European companies have been servicing the needs of Middle Eastern countries for many years. However, China’s recent departure from an insular past means that finding external suppliers and working with non-Asian companies is a very new experience. This is reflected in the tight networks of clients and suppliers within the East Asian region.
“If you are not part of that network it is much harder to penetrate,” says Olds. “You really do need to become Asian to succeed in that market. And to do that is not easy for Australian companies.”
One way to circumvent this disadvantage is to employ a high percentage of nationals. Coffey has always pursued this strategy and in its Philippines office of 30, all are locally employed. A large proportion of its 70-strong Indonesian staff are nationals.
The cost of keeping an expat presence during the training and business development is considerable, and Coffey has had to pull out of Malaysia, Thailand, Vietnam and Hong Kong.
“We’ve come out of those markets over time because we found it very difficult to do business,” says Olds. “You’ve got to be committed to long term success and you’ve got to build a local business with minimal expat presence. That’s quite challenging.”
Even those with broad experience across the Asian subcontinent are not guaranteed a free pass to all areas.
SMEC has one of the most comprehensive Asian portfolios of any engineering company. It has projects underway in Central, South, North and Southeast Asia, as well as in English-speaking Africa and the Middle East. The work tracks closely the path of development assistance funds from Australia and international agencies – more than 50 percent of revenue comes from offshore, India is its biggest market. There are no projects in North America or Europe.
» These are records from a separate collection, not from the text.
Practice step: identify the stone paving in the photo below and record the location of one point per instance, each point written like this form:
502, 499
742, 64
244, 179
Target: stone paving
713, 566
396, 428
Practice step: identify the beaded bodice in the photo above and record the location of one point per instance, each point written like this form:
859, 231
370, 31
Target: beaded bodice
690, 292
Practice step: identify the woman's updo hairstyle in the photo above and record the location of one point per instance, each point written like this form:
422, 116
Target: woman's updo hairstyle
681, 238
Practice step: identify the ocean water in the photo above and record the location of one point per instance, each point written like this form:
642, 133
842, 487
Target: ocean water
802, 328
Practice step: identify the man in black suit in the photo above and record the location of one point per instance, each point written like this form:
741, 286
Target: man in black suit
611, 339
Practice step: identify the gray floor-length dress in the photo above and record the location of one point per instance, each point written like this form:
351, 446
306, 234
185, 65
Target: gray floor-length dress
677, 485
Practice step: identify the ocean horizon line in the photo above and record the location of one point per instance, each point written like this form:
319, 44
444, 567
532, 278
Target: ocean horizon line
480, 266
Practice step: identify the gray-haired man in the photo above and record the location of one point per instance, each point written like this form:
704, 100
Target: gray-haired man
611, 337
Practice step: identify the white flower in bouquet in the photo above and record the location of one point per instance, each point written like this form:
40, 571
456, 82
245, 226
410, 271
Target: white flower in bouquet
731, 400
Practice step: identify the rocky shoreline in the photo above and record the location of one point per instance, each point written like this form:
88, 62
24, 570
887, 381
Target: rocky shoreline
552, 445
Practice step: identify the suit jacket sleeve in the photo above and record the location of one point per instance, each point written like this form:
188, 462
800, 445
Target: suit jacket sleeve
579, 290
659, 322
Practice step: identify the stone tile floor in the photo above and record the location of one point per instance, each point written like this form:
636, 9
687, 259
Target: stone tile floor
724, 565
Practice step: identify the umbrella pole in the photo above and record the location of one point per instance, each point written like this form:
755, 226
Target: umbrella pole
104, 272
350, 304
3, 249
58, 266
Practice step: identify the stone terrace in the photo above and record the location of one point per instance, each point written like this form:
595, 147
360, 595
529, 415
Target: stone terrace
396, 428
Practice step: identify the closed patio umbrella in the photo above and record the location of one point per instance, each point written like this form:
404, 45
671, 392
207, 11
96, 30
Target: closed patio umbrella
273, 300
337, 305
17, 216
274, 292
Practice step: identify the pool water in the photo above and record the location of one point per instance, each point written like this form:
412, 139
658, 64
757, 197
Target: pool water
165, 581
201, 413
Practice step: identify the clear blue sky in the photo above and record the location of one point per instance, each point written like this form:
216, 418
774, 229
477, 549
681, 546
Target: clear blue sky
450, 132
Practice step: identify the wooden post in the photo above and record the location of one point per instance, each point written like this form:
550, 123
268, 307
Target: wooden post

Despite this experience in Asia, SMEC has not succeeded in the biggest market in the region.
“China has been a difficult market for us,” says SMEC CEO Peter Busbridge. Busbridge says that the bulk of the work within the engineering consulting sector is still controlled by the design institutes. This limits SMEC China to working with private sector clients, usually multinationals, rather than the government directly.
Busbridge says the China strategy just needs more time. “You’ve got to be patient, you’ve got to form proper, long-term relationships, and there has to be trust on all sides,” says Busbridge. “It’s slow, it’s hard – just because there’s a boom there, doesn’t mean to say you get work.”